Esther Rantzen writes for yano on the launch of ChildLine and the way it has been at the forefront of pioneering the plight of children, who are in danger in their own homes.
Times have changed so much. Back in 1986, soon after ChildLine was launched, one broadsheet newspaper called ChildLine “the phone line that encourages children to sneak on their parents”! As if ChildLine was a threat to good parents and happy family life. As if children were being encouraged to inform on their parents, like those in Mao’s China. When in fact over the last 25 years we have learned that even given the safety of a confidential phone-line, children will go to great lengths to protect their families. As one child who contacted ChildLine because she was terrified that she was pregnant by her father said, “It was my job to suffer.”
But 25 years ago was a very different time. Then most people had no idea that some children could be suffering terrible abuse or neglect behind the net curtains in perfectly respectable homes. When, in October 1986 we revealed that fact in a special programme called Childwatch which launched ChildLine, it was such a painful message that the temptation was to blame the messenger – a tabloid newspaper labelled our programme “the most dangerous show on television”.

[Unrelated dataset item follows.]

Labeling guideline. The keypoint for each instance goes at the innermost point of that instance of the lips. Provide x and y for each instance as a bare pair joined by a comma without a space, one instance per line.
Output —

I believed then, and believe now, that the only way to tackle a problem is to admit it exists, and try to resolve it. On that first night, when we opened our phone lines ChildLine received 50,000 attempted phone calls. Buoyed up by the children’s faith in us, and by the fact we knew from the start we were saving lives and preventing abuse, we continued to publicise ChildLine’s work and the Freephone number 0800 1111, and to expand and develop as fast as we could. Now 25 years later we have 12 bases around the country, have created on-line counselling services, and, wonderful news, at last we are meeting the huge demand from children. At last we can now answer every single child who needs us.
Over the last 25 years we have helped almost 2.7 million children, and have tracked huge changes in young people’s lives. Back then, for many children the only way to contact ChildLine safely was to run to a phone box. Some put their lives at risk, escaping from their homes in the middle of the night to ring us. And because so many thousands tried to get through, and we simply hadn’t enough money, or volunteer counsellors, or phone lines to answer them all, many of them failed to get through. When they did, I remember speaking to children who described abuse that had been going on for ten or fifteen years – as long as they could remember. Now, the good news is that half the sexually abused children who contact ChildLine do so within a month of it starting. And it seems from our statistics that sexual and physical abuses are happening less often. I believe ChildLine has played its part as a deterrent. Abusers know now that abused children can ask for help.
Mobile phones have been a crucial liberation for children. Now they can ring us from anywhere, at any time. So has the internet. There are some problems, like self-harm, or depression, which so destroy a child’s self confidence that they dare not attempt to talk about them. So they contact us on-line instead – and our counsellors have developed the skills to counsel them effectively via the internet. Now sexual abuse has been replaced as the most common problem, it is still in the top five, but at the very top of the list now are serious family problems. This makes us at ChildLine wonder what has happened to our family life that causes so many children so much unhappiness? At the moment we are analysing those calls, to try and find some answers.
ChildLine has never been a threat to good parents. But it may reveal ways we can support our children and protect them from pain more effectively. It did 25 years ago. It does so still today.